The big drop in American poverty during the pandemic, explained

“In March, researchers at Columbia led by Zachary Parolin estimated that as a result of President Joe Biden’s stimulus package, the American Rescue Plan, the US poverty rate would fall to 8.5 percent, the lowest figure on record and well below 2018’s figure of 12.8 percent. This past month, researchers at the Urban Institute, using a slightly different means of measuring poverty, found that 2021 poverty will be around 7.7 percent, almost a halving relative to 2018’s rate of 13.9 percent per their methodology. (Official US Census poverty statistics for 2020 have not yet been released.)

The Columbia authors find that if you compare 2021 to every year for which the census does have data, from 1967 to 2019, and use a consistent poverty line, 2021 is projected to have the lowest poverty rate on record.

Considering that the US endured a pandemic and economic shock in 2020, these numbers are remarkable.”

“If handing out cash led people to work dramatically fewer hours or to quit their jobs, then cash payments wouldn’t cut poverty by as much as they initially seem to.

Luckily, cash doesn’t seem to discourage work to that degree.
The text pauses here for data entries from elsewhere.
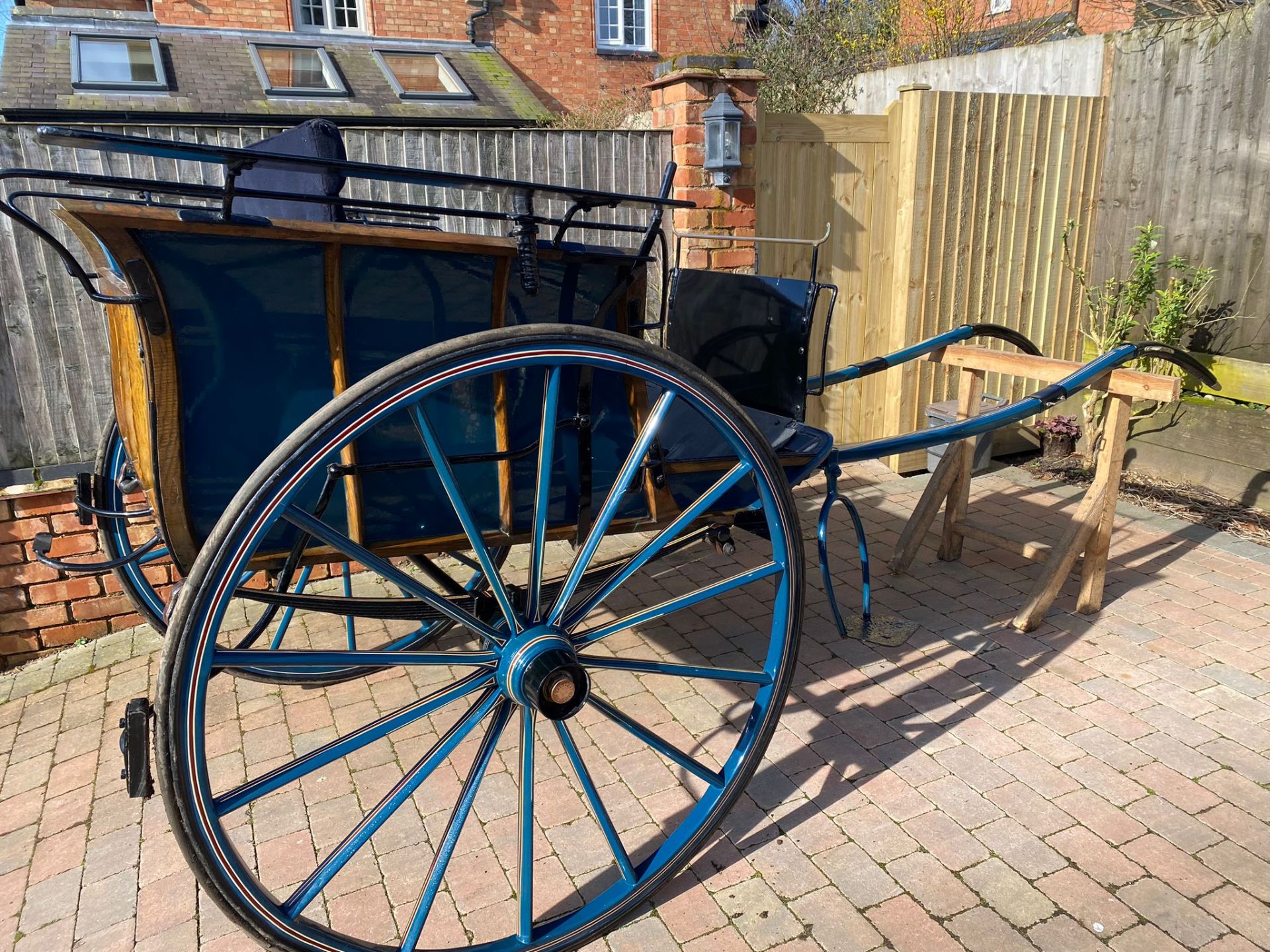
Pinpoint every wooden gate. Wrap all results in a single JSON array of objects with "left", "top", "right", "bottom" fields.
[{"left": 757, "top": 87, "right": 1105, "bottom": 471}]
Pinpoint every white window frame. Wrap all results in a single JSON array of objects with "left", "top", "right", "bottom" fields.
[
  {"left": 592, "top": 0, "right": 653, "bottom": 54},
  {"left": 373, "top": 48, "right": 475, "bottom": 99},
  {"left": 246, "top": 42, "right": 348, "bottom": 99},
  {"left": 71, "top": 33, "right": 171, "bottom": 93},
  {"left": 291, "top": 0, "right": 370, "bottom": 34}
]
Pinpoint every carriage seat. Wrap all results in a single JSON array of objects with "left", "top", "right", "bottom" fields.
[
  {"left": 661, "top": 268, "right": 833, "bottom": 485},
  {"left": 233, "top": 119, "right": 348, "bottom": 222}
]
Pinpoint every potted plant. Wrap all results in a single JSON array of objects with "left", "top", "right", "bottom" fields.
[{"left": 1037, "top": 416, "right": 1081, "bottom": 459}]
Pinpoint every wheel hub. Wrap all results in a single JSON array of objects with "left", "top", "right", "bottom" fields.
[{"left": 498, "top": 625, "right": 591, "bottom": 721}]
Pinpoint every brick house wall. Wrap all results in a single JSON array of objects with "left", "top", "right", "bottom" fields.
[
  {"left": 0, "top": 480, "right": 366, "bottom": 670},
  {"left": 900, "top": 0, "right": 1136, "bottom": 46},
  {"left": 0, "top": 480, "right": 173, "bottom": 668},
  {"left": 104, "top": 0, "right": 740, "bottom": 112}
]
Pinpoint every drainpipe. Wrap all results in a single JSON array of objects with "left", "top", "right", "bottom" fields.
[{"left": 468, "top": 0, "right": 490, "bottom": 43}]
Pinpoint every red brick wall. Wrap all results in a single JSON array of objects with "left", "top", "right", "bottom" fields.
[
  {"left": 0, "top": 480, "right": 366, "bottom": 669},
  {"left": 0, "top": 481, "right": 173, "bottom": 668},
  {"left": 146, "top": 0, "right": 738, "bottom": 110},
  {"left": 650, "top": 70, "right": 761, "bottom": 272}
]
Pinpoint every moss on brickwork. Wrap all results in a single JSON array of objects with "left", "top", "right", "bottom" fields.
[{"left": 465, "top": 52, "right": 551, "bottom": 122}]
In 2019, a group of economists and sociologists specializing in child poverty put together a major report for the National Academy of Sciences, and their estimate based on the research literature was that a cash benefit of $3,000 per year for all but the richest children would reduce work effort by about 1.15 hours a week on average — a fairly trivial amount that barely changes the antipoverty impact of such a program.

The effects of stimulus checks to adults, like those pursued in the past year, are surely different, but the evidence generally suggests that work disincentive effects of cash are small. University of Pennsylvania economist Ioana Marinescu, in a wide-ranging review of the effects of cash programs, concluded, “Our fear that people will quit their jobs en masse if provided with cash for free is false and misguided.””

“The US has been sending out a lot of cash during the pandemic. But that’s almost certainly coming to an end. The enhanced child tax credit is a policy many Democrats want to make permanent, or at least (as the Biden administration has proposed) extend for several more years. But the $1,200 and $600 and $1,400 stimulus checks were emergency measures, as were the $300/$600 weekly unemployment supplements.

All that implies that in 2022, when those measures are gone, poverty is likely to shoot back up again, even in a strong economy with robust job growth.”